"'Le decían 'Pajarito'. Ejerció autoridad de gobierno
en Argentina; investido de ella, ejecutó actos que no toleran el olvido. Hacía
tiempo que se quedaba en casa, donde lo visitaban poco: solo salía para visitar
a su médico. Tal era su rutina, incluso el día de su cumpleaños 80. Ese día,
empero, un amigo extranjero, solícito, se aprestó a extraerlo de esa huraña
atmósfera. Lo recogió en su vehículo para trasladarlo a la sede deportiva de
Argentinos Juniors, club de sus amores, donde en su mocedad Pajarito fungió de
arquero de tercera división. Allí, unos amigos le organizaron una fiesta que no
omitió los placeres del licor y del baile a cargo de odaliscas turcas. El
solícito amigo, al poco tiempo, regresó a su país: nunca más volvieron a verse.
Pajarito falleció de un ataque cardiaco la mañana del 21 de junio del 2005. Su
amigo, ahora, acaso rememore con nostalgia esa noche que compartieron, sin
saber que sería la última".
Redactada en esos términos, esta historia nos induce
a pensar en un mero acto de cortesía; los hechos que la complementan, sin
embargo, la convierten en la perpetración de un hecho ilícito de
responsabilidad de un diplomático ecuatoriano.

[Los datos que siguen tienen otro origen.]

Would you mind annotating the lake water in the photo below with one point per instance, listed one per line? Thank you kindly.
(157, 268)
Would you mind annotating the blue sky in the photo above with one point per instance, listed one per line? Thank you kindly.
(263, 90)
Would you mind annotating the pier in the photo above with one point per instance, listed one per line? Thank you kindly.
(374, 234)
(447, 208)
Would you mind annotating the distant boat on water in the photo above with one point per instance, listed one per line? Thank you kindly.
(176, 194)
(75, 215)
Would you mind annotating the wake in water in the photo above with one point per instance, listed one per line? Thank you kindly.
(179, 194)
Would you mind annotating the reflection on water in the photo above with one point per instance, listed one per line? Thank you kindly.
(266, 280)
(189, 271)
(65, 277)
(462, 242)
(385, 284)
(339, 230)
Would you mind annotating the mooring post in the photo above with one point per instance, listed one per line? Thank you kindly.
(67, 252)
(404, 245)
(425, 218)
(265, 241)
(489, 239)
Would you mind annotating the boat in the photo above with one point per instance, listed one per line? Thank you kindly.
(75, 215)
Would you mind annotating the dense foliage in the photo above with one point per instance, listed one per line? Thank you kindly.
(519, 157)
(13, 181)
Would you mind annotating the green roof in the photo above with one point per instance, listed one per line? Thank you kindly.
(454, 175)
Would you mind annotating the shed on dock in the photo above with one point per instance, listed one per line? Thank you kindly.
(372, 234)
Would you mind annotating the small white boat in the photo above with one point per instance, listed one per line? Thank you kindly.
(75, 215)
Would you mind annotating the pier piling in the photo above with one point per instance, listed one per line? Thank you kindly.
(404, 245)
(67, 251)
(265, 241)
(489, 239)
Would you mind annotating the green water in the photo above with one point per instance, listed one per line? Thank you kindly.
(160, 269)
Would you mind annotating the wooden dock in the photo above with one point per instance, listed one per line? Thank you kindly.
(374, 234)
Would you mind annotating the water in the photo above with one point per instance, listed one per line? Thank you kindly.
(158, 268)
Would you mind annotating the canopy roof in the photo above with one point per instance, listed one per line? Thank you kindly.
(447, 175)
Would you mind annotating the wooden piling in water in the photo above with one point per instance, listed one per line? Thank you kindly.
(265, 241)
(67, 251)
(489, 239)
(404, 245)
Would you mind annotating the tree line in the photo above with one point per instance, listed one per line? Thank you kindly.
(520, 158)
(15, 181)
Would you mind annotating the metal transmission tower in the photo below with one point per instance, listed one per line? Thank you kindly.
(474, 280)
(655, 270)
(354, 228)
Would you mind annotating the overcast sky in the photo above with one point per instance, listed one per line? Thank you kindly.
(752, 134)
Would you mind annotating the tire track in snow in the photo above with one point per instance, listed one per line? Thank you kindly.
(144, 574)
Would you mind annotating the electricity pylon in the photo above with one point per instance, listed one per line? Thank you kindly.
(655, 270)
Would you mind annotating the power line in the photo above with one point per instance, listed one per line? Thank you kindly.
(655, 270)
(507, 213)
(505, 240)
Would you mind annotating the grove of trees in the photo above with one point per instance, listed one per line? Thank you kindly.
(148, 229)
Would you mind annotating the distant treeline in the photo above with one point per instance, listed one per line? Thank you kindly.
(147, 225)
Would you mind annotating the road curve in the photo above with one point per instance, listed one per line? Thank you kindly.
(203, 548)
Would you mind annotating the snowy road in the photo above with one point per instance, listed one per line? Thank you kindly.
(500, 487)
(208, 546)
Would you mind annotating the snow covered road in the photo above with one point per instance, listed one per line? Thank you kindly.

El tal Pajarito no era sino
Carlos Guillermo Suárez Mason, ex jefe del Primer Cuerpo del Ejército entre
1976 y 1979 a cargo de 73 centros clandestinos de detención, prófugo de la
justicia en 1984, antisemita confeso y corrupto en el manejo de bienes
públicos, condenado a cadena perpetua in absentia en Italia, solicitado en
extradición por Alemania y España y acusado en Argentina en diferentes procesos
de más de 200 secuestros, 30 homicidios y de la apropiación de hijos de
desaparecidos; estos oprobiosos antecedentes lo mantenían en arresto
domiciliario desde 1999.
El diplomático era el teniente coronel (r) Germánico
Molina Alulema, embajador del Ecuador en Argentina nombrado por el gobierno de
Lucio Gutiérrez a pesar de su paupérrimo currículo (jefe de Tránsito en Carchi,
jefe de Interpol en Tungurahua y redactor del texto El manual del conductor) y
de la oposición inicial de la Cancillería argentina. El 23 de enero del 2004,
Molina, en su Audi de placas CD 0027, trasladó a Pajarito a una fiesta por su
octogésimo cumpleaños; esta cortesía quebrantó las normas argentinas de arresto
domiciliario. El Canciller de ese país lo llamó a pedirle explicaciones; Molina
le reconoció el hecho, que calificó como “familiar” hacia el “distinguido”
(¡?); un poco apenado y confuso, admitió que no se apercibió de su gravedad y
que no pensó que llegaría a conocerse; le contó, incluso, detalles de la fiesta
(el Canciller no podía creerlo) como la danza del vientre que ejecutaron las
odaliscas. Para evitar una crisis diplomática, Ecuador retiró a Molina de
inmediato.
El bochornoso acto de Molina violó el artículo 41.1
de la Convención
de Viena sobre Relaciones Diplomáticas y el artículo 310 del Código
Penal ecuatoriano, que establece una sanción de un año de prisión a quienes
procuran la evasión de un detenido. El 4 de febrero del 2004, la Fiscalía
inició las investigaciones; este último 29 de diciembre, Jaime Velasco,
presidente de la Corte Suprema, llamó a juicio a Molina y ordenó su prisión
preventiva. La Suprema tiene la responsabilidad de llevar este proceso hasta su
fin; un final que prescinda de los licores y las odaliscas que una madrugada de
enero del 2004 fueron parte de este reprochable hecho que, no cobijo duda
alguna, merece la sanción que establece la ley. Si así sucede, Molina, para ese
entonces, acaso rememore con nostalgia esa noche que compartió con Pajarito sin
saber que sería el preámbulo de otras trescientas sesenta y cinco que, por
culpa de su cortesía, tenga que pasar en prisión. Que así sea.